For only $36, NYC Audubon offered me an insider’s view to bird-watching to this novice birder on a brisk November morning. I took part in their Fall Migration Walk, which started at the park’s north end, located at 103rd and Central Park West. Our guide led us through woodlands, waterways and meadows as we made our way down to the Jackie Kennedy Onassis Reservoir. In just a handful of hours, we were dazzled with sightings of over 40 species, including a red-tailed hawk, an eastern red bat, mallard ducks, tufted titmice, and a cardinal scanning its surroundings for food.
Tip: If you visit NYC Audubon’s website, you can print out their Birds of Central Park checklist, an inventory of 200 species of wild birds that have frequented the area since 1886 to help you keep track of your finds.
After my walking expedition, I was still intoxicated by the beauty of nature, and the idea of renting a row boat and enjoying a lazy afternoon on the lake was too good to pass up. What better way could there be to take in the bursting colors of fall and the dramatic views of the NYC skyline, and to burn off the calories from the bagels and blintzes from a Zabar’s breakfast? To the boathouse I went…
Tip: Walks in NYC are also sponsored by the Central Park Conservancy (a non-profit that actually manages Central Park), the American Museum of Natural History, the Linnaean Society of NY, Urban Park Rangers, the Nature Conservancy, and independent naturalists.
Loeb Boathouse, originally constructed in 1874 and then rebuilt after being destroyed by a fire in the 1950s, is known as the unofficial headquarters for many birders.

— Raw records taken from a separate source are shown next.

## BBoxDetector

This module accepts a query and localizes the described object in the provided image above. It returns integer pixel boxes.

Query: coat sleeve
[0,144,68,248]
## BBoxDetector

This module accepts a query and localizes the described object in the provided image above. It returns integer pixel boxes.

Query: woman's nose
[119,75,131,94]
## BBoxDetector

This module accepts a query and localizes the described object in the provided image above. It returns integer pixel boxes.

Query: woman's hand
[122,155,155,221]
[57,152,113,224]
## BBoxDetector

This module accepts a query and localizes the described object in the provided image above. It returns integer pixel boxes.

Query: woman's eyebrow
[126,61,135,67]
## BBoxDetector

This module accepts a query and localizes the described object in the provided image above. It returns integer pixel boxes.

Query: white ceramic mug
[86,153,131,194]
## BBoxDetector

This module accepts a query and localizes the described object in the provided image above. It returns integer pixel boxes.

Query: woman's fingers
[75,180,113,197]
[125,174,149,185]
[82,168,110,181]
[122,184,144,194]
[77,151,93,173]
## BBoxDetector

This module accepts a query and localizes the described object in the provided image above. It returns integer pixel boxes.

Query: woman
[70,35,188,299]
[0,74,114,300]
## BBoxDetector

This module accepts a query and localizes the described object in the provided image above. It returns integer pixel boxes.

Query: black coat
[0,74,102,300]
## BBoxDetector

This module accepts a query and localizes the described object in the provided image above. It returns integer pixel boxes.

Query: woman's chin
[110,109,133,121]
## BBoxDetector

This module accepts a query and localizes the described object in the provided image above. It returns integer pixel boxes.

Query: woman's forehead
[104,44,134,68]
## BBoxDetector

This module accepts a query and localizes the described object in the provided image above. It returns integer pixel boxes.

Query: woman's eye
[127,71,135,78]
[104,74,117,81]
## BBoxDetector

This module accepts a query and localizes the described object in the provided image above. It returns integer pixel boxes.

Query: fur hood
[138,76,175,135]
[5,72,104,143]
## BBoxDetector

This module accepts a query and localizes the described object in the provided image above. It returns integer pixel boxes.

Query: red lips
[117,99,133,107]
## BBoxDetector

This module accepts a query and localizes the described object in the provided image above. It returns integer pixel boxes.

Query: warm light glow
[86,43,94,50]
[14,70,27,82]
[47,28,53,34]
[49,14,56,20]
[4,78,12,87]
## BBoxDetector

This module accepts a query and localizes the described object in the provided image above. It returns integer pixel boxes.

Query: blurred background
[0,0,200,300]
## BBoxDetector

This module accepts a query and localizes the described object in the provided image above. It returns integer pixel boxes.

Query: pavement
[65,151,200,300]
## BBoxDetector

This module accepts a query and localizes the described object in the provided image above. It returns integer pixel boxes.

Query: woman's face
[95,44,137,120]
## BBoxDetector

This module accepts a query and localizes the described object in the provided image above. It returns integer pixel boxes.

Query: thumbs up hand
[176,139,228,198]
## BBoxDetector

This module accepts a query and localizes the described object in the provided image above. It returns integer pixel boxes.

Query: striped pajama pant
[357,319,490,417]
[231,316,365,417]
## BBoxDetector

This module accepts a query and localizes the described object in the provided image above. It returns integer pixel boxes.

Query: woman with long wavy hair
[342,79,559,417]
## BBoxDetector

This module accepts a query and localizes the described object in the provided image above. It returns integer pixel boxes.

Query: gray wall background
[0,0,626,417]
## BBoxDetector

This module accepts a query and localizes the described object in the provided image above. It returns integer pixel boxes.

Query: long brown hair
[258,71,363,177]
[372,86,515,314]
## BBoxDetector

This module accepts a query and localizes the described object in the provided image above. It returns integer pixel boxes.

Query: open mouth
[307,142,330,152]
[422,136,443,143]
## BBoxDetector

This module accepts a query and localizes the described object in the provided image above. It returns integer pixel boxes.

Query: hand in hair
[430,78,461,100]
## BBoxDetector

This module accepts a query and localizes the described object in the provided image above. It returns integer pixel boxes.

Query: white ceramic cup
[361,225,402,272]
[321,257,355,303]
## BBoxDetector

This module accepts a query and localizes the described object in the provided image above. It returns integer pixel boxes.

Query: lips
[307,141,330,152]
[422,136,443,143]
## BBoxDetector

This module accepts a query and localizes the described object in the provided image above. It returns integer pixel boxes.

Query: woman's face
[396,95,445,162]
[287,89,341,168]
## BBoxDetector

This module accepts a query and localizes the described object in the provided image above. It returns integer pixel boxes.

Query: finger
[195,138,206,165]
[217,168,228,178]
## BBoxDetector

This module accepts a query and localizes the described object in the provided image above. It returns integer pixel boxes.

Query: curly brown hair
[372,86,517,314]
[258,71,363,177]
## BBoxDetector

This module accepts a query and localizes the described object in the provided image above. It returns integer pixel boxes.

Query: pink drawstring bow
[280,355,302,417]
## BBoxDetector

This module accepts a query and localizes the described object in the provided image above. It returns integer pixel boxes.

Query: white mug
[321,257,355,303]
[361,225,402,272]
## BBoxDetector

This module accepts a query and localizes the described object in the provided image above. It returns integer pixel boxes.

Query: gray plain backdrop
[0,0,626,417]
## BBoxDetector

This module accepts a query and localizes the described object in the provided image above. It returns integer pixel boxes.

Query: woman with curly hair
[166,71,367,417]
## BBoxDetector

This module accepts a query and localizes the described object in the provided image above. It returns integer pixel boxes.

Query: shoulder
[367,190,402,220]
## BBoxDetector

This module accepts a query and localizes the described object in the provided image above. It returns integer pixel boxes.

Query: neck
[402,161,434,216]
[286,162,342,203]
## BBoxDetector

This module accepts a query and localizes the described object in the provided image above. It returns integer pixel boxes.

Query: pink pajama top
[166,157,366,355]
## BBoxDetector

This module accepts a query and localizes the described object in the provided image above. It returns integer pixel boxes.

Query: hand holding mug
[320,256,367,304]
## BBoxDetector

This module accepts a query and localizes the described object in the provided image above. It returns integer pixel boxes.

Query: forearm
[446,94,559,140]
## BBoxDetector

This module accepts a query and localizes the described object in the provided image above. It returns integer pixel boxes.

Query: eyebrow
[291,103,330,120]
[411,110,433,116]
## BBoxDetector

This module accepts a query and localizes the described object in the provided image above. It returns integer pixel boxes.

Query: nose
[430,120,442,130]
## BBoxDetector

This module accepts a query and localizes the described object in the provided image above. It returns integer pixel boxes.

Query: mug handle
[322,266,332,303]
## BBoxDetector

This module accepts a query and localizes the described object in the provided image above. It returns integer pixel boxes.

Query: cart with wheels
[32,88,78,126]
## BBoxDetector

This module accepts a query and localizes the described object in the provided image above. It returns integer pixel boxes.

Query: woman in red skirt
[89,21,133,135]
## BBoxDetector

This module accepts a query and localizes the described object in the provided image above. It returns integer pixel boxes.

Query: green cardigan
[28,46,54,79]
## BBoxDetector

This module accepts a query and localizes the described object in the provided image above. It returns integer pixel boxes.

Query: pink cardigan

For decades, there’s been a loose-leaf notebook at the front. Any birdwatcher is welcome to record their sightings of the day and then toast their hard work with a well-deserved cocktail or a bite of something warm and yummy.
Boats at the boathouse are available on a first-come, first-served basis for $15/hour. One of the most romantic sights to see from the lake is the elegant Bow Bridge, so named to evoke an image of a violinist or an archer. It’s the second-oldest cast-iron bridge in America and been featured in films, TV shows and commercials. On this November morning, however, it was almost empty (when I returned over the weekend it was teeming with people…so much for romance).
Bow Bridge links Cherry Hill, with its refined pin oaks and welcoming beech trees, to the Ramble, my personal favorite spot in the entire park. Its thick woodlands cover a space from 72nd street to 79th. Olmsted designed it to be a pristine wilderness, and it is just that (though I did see a rat mating with a Starbucks cup). There are feeders placed in the trees for the birds and critters that scamper, and there are plenty of park benches with moving dedications for passersby.
When you do run into other people here, they seem to be kindred spirits yearning for the beauty of the outdoors. I met a lovely woman from Staten Island who kindly pointed out a cardinal and a tufted titmouse. I assumed that she knew what she was talking about because she had a pair of binoculars around her neck, and to this point, the only bird I had ever successfully identified was big and yellow and co-starred in The Muppet Movie.
For me, the Ramble is the true heart of the park. Almost immediately after my first walk through its wooded splendor, I had to go back for a second. Just one visit wouldn’t do (sort of like ordering a virgin margarita). Outside of this 37-acre oasis, there are people scrambling from one destination to the next with errands to be run, deals to be made, egos to stroked. Which is fine and part of life. (The Central Park Mall, a tree-lined esplanade that runs through the middle of the park from 66th to 72nd is bustling with businessmen and skateboarders, pretzel vendors and cyclists.) But not here. There’s no rushing in the Ramble. It’s more like a saunter. And as though they were entering a house of worship, people entering the Ramble lower their voices to a hush out of reverence for nature. It’s a meditation unto itself, and you linger as long as weather permits.
Yes, winter is coming. But that’s okay. NYC Audubon has walks to guide you through any season.